Deprivation and beatings soon became rampant for any or no reason, and the rhetoric so carefully designed to turn slaves onto the Decepticon cause virtually disappeared. Overwork was a given, accidents were deadly and inevitable. Slaves were assigned at virtual random and then reassigned whenever their new masters got tired of them. They spent more time in transit than getting anything done, shuffled from one end of the city to another, sometimes multiple times a cycle.

This was when Knock Out truly came into his own, though he would not realize it until later. He had to not only monitor Shockwave's experiments and make adjustments as he'd been instructed, but also found himself presented with dozens of broken bodies every day, not to mention the dead ones. The unruly young Decepticon guards were often as not so careless and reckless that they became injured themselves in collapses, brief riots, or accidental fires, so Knock Out treated slave and Decepticon alike, as well as having many corpses that he was expected to process and loot for spare parts.

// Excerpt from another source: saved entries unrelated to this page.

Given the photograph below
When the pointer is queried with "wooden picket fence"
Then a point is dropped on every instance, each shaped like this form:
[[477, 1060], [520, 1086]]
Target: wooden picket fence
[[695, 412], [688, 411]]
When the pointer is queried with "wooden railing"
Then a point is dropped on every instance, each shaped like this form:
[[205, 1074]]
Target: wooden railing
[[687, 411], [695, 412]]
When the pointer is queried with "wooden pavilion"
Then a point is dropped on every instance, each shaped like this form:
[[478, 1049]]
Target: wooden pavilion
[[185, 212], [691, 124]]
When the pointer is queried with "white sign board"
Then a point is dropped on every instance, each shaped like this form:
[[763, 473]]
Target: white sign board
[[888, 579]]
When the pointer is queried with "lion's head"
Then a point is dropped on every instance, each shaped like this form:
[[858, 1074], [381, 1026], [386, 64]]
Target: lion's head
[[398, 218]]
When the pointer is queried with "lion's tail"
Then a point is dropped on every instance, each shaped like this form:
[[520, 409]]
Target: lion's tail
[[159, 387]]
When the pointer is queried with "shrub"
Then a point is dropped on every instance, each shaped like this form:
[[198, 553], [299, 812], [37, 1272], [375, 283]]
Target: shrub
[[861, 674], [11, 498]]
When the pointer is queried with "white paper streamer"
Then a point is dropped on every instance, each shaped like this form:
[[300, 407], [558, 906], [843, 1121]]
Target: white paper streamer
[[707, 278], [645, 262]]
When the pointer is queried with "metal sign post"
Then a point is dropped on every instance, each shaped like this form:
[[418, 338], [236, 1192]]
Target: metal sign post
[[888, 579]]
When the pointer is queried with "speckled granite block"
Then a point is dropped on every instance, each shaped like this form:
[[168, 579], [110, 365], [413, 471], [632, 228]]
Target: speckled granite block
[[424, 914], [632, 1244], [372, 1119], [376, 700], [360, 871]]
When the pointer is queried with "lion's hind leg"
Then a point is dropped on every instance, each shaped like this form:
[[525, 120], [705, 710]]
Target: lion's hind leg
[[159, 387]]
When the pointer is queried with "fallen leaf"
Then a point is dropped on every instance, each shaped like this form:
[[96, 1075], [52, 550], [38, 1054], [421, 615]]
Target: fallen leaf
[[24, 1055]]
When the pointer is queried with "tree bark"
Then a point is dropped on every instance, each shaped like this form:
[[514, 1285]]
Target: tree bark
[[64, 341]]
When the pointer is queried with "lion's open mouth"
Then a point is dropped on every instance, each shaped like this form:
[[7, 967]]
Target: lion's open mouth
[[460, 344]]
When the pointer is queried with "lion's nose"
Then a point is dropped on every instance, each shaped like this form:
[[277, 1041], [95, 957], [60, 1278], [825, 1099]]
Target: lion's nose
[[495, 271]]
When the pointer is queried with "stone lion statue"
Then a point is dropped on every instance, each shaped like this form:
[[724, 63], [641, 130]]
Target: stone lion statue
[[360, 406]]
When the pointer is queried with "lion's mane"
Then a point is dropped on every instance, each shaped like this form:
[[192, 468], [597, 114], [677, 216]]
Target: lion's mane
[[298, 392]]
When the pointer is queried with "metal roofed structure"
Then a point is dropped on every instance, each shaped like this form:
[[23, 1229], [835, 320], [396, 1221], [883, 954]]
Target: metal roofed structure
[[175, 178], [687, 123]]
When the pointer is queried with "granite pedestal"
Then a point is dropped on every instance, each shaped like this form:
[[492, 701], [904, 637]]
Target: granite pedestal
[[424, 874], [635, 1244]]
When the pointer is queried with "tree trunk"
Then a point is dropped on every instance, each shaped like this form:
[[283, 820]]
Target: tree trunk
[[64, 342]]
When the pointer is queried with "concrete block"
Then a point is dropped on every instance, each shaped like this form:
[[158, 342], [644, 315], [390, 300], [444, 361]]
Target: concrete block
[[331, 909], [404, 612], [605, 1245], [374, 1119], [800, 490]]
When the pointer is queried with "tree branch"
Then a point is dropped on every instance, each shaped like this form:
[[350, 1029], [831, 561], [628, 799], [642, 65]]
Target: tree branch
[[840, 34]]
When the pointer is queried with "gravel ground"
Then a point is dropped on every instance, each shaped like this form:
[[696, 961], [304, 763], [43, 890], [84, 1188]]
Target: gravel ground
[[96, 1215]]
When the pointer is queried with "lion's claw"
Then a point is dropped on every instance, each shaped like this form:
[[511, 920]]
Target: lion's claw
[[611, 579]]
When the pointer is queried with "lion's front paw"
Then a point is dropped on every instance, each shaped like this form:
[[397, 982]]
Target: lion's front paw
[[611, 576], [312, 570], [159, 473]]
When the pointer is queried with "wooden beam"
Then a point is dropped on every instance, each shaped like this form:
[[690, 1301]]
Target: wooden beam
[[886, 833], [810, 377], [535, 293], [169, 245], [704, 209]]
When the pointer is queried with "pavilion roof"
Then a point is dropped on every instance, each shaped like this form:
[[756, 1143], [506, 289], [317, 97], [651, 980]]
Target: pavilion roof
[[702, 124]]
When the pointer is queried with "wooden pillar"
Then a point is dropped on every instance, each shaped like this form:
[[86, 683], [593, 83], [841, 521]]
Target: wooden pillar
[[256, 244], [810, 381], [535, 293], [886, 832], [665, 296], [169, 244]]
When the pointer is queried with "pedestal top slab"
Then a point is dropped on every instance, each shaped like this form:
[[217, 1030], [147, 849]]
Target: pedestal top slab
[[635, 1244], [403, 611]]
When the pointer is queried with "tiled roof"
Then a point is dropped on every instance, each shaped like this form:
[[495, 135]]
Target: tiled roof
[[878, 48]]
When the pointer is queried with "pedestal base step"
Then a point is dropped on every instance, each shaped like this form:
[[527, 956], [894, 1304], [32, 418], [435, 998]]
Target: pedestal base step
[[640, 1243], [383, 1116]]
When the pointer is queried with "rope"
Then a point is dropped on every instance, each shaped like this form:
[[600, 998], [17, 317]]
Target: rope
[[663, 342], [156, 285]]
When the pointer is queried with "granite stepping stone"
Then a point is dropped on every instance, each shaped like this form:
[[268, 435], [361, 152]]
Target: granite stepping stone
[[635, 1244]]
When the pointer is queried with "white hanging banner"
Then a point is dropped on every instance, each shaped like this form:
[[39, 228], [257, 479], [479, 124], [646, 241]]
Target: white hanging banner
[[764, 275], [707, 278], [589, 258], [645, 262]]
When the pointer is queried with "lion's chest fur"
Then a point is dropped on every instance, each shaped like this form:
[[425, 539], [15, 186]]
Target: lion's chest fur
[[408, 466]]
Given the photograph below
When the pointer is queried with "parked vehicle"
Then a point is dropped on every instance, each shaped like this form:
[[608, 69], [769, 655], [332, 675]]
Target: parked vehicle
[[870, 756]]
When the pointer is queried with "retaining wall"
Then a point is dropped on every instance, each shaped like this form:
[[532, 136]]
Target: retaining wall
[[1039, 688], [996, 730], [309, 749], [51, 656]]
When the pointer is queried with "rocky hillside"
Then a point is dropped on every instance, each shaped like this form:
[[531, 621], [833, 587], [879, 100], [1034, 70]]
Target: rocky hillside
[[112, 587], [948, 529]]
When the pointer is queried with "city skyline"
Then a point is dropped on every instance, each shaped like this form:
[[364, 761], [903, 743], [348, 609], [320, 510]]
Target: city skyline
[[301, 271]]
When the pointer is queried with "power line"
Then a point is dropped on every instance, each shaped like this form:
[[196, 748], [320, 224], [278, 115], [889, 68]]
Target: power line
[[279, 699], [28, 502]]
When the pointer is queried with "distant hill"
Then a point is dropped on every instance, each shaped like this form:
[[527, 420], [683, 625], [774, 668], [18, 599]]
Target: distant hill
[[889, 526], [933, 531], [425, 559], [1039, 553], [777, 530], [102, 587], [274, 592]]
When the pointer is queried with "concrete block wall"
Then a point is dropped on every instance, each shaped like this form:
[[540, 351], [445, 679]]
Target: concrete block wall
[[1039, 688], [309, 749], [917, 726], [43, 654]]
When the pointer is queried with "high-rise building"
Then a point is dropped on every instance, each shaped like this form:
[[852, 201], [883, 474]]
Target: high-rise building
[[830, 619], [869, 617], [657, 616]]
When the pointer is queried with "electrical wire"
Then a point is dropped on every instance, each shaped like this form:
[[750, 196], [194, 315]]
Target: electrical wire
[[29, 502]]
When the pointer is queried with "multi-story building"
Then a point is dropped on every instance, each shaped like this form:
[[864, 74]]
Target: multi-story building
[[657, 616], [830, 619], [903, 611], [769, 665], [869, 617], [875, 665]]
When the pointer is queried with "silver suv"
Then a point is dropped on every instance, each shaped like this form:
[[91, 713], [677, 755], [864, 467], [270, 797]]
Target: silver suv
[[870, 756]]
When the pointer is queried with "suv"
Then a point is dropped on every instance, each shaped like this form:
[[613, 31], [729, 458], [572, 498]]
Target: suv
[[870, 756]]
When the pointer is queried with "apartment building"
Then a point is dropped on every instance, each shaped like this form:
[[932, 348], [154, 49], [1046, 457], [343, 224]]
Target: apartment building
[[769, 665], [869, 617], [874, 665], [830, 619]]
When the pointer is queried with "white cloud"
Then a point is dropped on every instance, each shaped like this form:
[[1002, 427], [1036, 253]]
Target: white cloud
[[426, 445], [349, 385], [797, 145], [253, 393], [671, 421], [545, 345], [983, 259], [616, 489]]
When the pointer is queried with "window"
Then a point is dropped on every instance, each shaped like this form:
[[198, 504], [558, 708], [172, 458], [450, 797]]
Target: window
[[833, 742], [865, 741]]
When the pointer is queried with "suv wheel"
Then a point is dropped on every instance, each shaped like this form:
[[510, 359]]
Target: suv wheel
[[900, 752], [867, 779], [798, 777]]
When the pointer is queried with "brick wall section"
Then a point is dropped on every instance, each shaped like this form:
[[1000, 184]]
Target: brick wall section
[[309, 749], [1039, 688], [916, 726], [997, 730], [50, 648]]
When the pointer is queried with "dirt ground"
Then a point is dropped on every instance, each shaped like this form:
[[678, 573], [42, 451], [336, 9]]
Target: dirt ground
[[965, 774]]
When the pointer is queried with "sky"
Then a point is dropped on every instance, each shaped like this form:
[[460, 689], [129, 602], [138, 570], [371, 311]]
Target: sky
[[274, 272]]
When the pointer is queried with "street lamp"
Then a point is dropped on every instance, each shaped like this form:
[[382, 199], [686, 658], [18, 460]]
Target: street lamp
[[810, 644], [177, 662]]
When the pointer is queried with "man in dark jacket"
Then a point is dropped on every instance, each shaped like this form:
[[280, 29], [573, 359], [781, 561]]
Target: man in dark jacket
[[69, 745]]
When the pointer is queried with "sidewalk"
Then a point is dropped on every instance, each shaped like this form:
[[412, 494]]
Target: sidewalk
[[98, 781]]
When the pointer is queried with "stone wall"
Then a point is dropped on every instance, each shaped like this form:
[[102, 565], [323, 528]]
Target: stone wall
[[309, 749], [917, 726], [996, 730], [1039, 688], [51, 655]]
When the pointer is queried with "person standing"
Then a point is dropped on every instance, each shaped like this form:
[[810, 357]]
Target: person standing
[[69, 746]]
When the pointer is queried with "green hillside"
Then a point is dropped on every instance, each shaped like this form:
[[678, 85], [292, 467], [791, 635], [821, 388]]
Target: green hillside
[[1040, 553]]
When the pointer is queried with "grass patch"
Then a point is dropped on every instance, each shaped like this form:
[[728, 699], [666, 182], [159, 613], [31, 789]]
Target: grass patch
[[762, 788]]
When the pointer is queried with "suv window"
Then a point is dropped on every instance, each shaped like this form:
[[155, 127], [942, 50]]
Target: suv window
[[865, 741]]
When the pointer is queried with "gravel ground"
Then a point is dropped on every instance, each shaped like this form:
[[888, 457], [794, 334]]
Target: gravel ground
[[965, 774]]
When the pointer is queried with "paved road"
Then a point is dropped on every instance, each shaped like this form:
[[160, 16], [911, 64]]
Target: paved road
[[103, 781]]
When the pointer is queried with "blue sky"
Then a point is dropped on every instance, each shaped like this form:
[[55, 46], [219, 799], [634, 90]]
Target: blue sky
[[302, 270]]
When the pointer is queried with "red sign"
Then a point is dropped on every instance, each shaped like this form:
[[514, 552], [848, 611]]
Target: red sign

He had a stout assistant in Breakdown, who had a gift for restoration, but was also vitally strong, and therefore able to hold hysterical patients as well as put a stop to any slaves attempting to use circumstance to attack Knock Out and escape. Many of them attempted this, as they mistook him for Shockwave as they had never seen him before. Nobody had told them Shockwave was away. Even if they'd known, they had no reason to think Knock Out any less mad.

In truth, Knock Out did begin to lose it a bit. Long hours, ungrateful patients, disrespect from the Decepticons he patched, it all started to wear a bit thin until one day his nerve circuits finally simply snapped and he planted a scalpel in the optic of a rather obnoxious patient. He didn't even know at the time if they were a slave or a Decepticon, just that they were mouthy and ungrateful.

The screams that followed were oddly satisfying.

As it turned out, he had stabbed a fellow Decepticon. This got him a completely unwanted and totally terrifying audience with Megatron, who had stopped briefly at Kaon to rearm before joining the siege. The Decepticon leader was enormous, intimidating, and furious. Knock Out had never been more certain that he was on the verge of being dismantled than he was in that moment.

But then a strange thing happened. Megatron recounted Knock Out's list of successful operations, as well as Shockwave's report, which spoke of Knock Out in surprisingly positive terms. Knock Out had been convinced up to that point that Shockwave hated him.

"We have much need of your innate talents, Knock Out," Megatron said in a low purring growl. "Therefore I shall overlook your recent… misstep on this occasion. In fact, with the siege growing prolonged, Shockwave has suggested that you be granted some liberty to conduct experiments of your own on a limited basis. And… I agree. Tell me, Knock Out, what ideas do you have percolating in that questionable brain pan of yours?"

And so Knock Out told him. Nobody had ever been interested in hearing about the many ideas Knock Out had every day, the questions about the limits and possibilities of Cybertronian biology in combination with technology. In fact, Bumblebee had found most of Knock Out's theories rather disgusting on the face of it, and he'd claimed to wonder about Knock Out's sanity just for coming up with such abhorrent ideas. But Megatron listened with intense interest for quite some time.

"Very well, that will do," Megatron said finally, cutting Knock Out off with a dismissive wave. "You will make a short list of the experiments you wish to conduct to submit for Shockwave's approval. And you'd best send it efficiently. Shockwave does not like to have his time wasted or be kept waiting."

"Oh, yes, Lord Megatron," Knock Out tripped over the humbling sentence, trying not to let his eagerness get the better of him and make him look bad. "And may I request that Breakdown be assigned to me as a full-time assistant? Patients can be rather… hysterical at times, and if I am to conduct surgical experiments-"

"Very well, you may-" Megatron's interruption was then interrupted by an explosion outside.

The Wreckers had just hit Kaon again.